Si vous pensiez que votre cerveau était le seul endroit où stocker des souvenirs, vous auriez tout à fait tort
Nous considérons souvent notre cerveau comme le centre de calcul contrôlant notre corps physique, où tout ce qui concerne notre vie consciente (et inconsciente) est traité et stocké. Les neurones sont au centre de cette incroyable machinerie biologique et ils sont impliqués dans tout, depuis la façon dont votre cerveau traite les aliments jusqu'à la régulation de tous les types de systèmes corporels et de leurs fonctions.
Créer, stocker et rappeler des souvenirs, par exemple, sont des fonctions qui ont longtemps été considérées comme le domaine exclusif du cerveau. Ce n'est pas un hasard si nous pensons ainsi. Pendant des décennies, les neuroscientifiques ont compris la mémoire comme un processus neurologique complexe impliquant des connexions et des structures synaptiques dans le cerveau, comme l'hippocampe. En termes simples, le cerveau est le centre de contrôle qui déplace le corps physique et irréfléchi – et il existe une frontière claire entre les deux.
Et si le cerveau et le corps n’étaient pas aussi distincts qu’on le pensait ? Et si la mémoire ne se limitait pas aux seuls circuits neuronaux du cerveau ? Telles sont les questions sur lesquelles de nouvelles recherches menées par des scientifiques de l’Université de New York commencent à éclaircir, révélant pourquoi les hypothèses fondamentales qui sous-tendent notre conception de la mémoire et du corps pourraient être toutes fausses.
Comment (nous pensons) fonctionne la mémoire
Différents types de souvenirs – des expériences émotionnelles aux connaissances factuelles – sont stockés dans diverses régions du cerveau, les neurones communiquant via des signaux électriques et chimiques. Ce processus implique des acteurs moléculaires clés comme la protéine CREB, qui aide à transformer les expériences à court terme en souvenirs durables. Ce processus se produit dans les régions du cerveau connues pour le stockage de la mémoire.
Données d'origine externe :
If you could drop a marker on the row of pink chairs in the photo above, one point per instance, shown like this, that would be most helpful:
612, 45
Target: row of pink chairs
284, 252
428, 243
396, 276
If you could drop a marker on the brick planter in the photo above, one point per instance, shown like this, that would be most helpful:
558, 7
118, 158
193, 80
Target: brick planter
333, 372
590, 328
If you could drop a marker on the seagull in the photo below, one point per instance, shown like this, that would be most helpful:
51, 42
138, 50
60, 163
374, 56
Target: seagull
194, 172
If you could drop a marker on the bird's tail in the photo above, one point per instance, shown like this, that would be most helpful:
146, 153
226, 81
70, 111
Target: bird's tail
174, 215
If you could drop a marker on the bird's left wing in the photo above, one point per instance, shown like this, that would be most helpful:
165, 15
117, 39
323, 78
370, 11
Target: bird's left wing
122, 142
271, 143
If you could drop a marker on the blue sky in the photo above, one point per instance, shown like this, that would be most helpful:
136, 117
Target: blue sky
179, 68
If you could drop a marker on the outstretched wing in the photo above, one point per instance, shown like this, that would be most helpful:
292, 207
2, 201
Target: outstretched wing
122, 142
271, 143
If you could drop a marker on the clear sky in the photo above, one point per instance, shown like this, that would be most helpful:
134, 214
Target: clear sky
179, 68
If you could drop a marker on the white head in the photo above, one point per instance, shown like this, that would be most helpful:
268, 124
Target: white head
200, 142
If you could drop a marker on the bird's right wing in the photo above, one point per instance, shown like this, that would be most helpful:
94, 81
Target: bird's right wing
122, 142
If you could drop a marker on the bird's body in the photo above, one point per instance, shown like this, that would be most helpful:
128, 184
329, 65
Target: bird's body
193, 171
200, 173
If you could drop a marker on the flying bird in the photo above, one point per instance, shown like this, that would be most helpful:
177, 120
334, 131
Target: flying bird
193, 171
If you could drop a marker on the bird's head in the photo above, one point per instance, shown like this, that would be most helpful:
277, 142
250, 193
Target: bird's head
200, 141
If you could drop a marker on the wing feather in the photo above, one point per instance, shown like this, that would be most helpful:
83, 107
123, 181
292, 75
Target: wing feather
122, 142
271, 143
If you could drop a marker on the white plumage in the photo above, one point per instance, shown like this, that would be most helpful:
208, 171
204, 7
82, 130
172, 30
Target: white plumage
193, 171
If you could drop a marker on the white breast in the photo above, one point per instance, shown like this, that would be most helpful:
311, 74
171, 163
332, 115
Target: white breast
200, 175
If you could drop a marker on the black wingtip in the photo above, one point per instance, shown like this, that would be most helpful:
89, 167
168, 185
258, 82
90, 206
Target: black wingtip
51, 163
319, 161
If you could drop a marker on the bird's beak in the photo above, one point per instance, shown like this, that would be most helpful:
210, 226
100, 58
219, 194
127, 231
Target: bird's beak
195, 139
Mais une étude pionnière menée par des chercheurs de l’Université de New York a révélé que chaque cellule du corps a le potentiel de se souvenir, d’apprendre et de s’adapter.
« L'apprentissage et la mémoire sont généralement associés uniquement au cerveau et aux cellules cérébrales, mais notre étude montre que d'autres cellules du corps peuvent également apprendre et former des souvenirs », a déclaré Nikolay Kukushkin, auteur principal de l'étude, dans une déclaration à l'Université de New York. .
Pour mener l'expérience, Kukushkin et les co-auteurs de l'article ont développé un système intelligent pour tester la formation de mémoire dans les cellules non cérébrales. En concevant deux lignées cellulaires humaines différentes – l’une issue du neuroblastome (cellules nerveuses) et l’autre du tissu rénal – les chercheurs ont exposé les cellules à différents modèles de signaux chimiques, de la même manière que les cellules cérébrales sont exposées aux modèles de neurotransmetteurs lorsqu’elles rencontrent de nouvelles informations. Cela a amené les cellules à produire une protéine brillante lorsqu'un gène associé à la mémoire était activé, permettant aux scientifiques de voir quand une sorte d'« apprentissage » se produisait.
Repenser l'intelligence cellulaire
L'expérience reposait sur le fameux « effet d'espacement », un principe d'apprentissage qui décrit comment les informations sont mieux conservées lorsqu'elles sont apprises au cours de sessions répétées et distribuées, plutôt que lors d'une seule et intense rafale. Les chercheurs ont appliqué des signaux chimiques aux cellules non cérébrales par impulsions chronométrées. Ce qu’ils ont vu, c’est que ces cellules pouvaient distinguer différents modèles et, de manière choquante, que la stimulation pulsée activait leurs gènes associés à la mémoire.
Cette recherche ne remet pas seulement en question notre compréhension de la mémoire, elle ouvre de nouvelles frontières de l'exploration scientifique. Si les cellules de tout le corps peuvent « se souvenir » et « apprendre », qu’est-ce que cela signifie pour notre santé et notre compréhension des processus biologiques qui composent un individu ? Le chercheur principal Nikolay Kukushkin suggère qu'en matière de mémoire, nous devrons peut-être considérer notre corps comme n'étant pas si fondamentalement différent du cerveau.
« (Nous pourrions) considérer ce que notre pancréas se souvient du schéma de nos repas passés pour maintenir des niveaux sains de glycémie ou considérer ce dont une cellule cancéreuse se souvient du schéma de la chimiothérapie », a déclaré Kukushkin dans sa déclaration à l'Université de New York. L’étude rappelle que les expériences qui repoussent les limites, comme celles de la recherche sur les cellules souches embryonnaires, sont essentielles pour mieux comprendre la manière dont notre corps et notre cerveau fonctionnent ensemble.